The amount of time that is required per state varies. For example, in some states, misdemeanors stay on your record for five years from the date the incident occurred. You can request an expungement within two years of receiving the order. After you submit all the necessary paperwork and forms, you will have to pay a small fee.
What Is A Criminal Record?
Your criminal record is essentially an official document, and this record shows all of your criminal charges and convictions. To avoid any confusion, we will use “misdemeanor” for both misdemeanor charges and misdemeanor criminal convictions.
Criminal records can contain information such as:
- The legal court in which you were prosecuted
- The date of the crime committed
- Your recorded address
- Any aliases or nicknames you’ve gone by in the past
- Personal offense history that the court may include on a report
Misdemeanor offenses remain on your record for an extended time. If you’re unsure how long this type of charge stays on your record, please check in with an attorney. Our experienced attorneys can help you get insight into the duration of your misdemeanor case.

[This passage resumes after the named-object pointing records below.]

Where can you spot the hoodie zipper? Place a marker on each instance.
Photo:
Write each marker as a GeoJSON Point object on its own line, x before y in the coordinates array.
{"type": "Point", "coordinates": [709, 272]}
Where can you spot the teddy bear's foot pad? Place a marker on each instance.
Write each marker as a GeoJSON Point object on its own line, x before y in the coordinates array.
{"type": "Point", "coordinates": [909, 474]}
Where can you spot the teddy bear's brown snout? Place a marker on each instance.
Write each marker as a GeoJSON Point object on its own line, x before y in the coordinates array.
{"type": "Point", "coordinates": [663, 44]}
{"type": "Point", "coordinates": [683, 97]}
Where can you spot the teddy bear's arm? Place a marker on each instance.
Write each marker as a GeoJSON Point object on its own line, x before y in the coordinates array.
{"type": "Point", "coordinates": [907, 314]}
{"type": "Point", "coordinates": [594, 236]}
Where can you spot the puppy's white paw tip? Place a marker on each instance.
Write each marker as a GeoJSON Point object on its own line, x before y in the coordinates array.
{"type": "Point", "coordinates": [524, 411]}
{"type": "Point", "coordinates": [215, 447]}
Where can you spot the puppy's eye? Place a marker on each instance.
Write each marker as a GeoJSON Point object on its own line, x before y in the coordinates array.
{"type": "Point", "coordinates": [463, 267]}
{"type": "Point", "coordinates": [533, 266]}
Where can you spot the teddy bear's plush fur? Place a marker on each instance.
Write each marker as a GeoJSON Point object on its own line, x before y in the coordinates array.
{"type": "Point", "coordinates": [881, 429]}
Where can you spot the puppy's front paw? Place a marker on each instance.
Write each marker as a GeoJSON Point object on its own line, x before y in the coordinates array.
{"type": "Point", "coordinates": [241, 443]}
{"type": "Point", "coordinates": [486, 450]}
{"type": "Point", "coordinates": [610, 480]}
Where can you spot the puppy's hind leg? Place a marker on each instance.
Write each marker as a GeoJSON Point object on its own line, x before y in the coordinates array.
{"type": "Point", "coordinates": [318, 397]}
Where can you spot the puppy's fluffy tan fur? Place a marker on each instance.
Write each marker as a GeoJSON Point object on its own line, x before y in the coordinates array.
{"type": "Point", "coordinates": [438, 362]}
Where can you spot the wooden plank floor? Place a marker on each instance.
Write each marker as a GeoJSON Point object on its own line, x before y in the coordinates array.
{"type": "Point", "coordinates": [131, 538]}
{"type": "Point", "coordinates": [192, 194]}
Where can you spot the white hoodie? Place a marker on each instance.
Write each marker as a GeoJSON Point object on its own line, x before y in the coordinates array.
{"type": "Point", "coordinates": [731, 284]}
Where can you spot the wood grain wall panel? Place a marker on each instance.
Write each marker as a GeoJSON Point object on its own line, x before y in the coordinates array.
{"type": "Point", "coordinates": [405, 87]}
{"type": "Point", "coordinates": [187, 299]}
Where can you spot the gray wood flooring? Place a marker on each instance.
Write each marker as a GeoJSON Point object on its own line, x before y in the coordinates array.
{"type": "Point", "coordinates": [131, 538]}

Does A Misdemeanor Conviction Stay On Your Record?
A misdemeanor conviction appears on your criminal record for a limited amount of time only. In some states, misdemeanors can stay on your record for ten years from the date of conviction. But, when it comes to minor convictions, this is not always the case.
There may be other factors that affect the length of time a misdemeanor stays on your record. For example, probation can provide specific restrictions affecting how long this type of record stays in effect. Suppose you receive any form of punishment while serving probation. In that case, your criminal offense will remain on your record for a longer time.
It’s important to note that you cannot erase a misdemeanor from your record by waiting it out. In most cases, misdemeanor convictions appear in criminal history reports for an extended time. Law enforcement agencies also have access to your files.
But generally speaking, minor misdemeanor crimes will stay on your criminal for two years. The counting will start after the date of conviction. Most states adhere to this time frame when it comes to criminal records.
Speaking with an experienced criminal defense attorney is advisable if you are unclear how long misdemeanors will remain on your record. You can contact our experienced legal professional for this matter. Our expert lawyers will help you take the appropriate steps after receiving charges.
Does A Misdemeanor Conviction Show Up On A Background Check?
In most scenarios, a misdemeanor conviction or charge will appear on your criminal background checks. Even if a misdemeanor is a minor crime, it’s still an illegal offense. Because of this, employers can find your previous misdemeanor charges when they conduct a criminal background check.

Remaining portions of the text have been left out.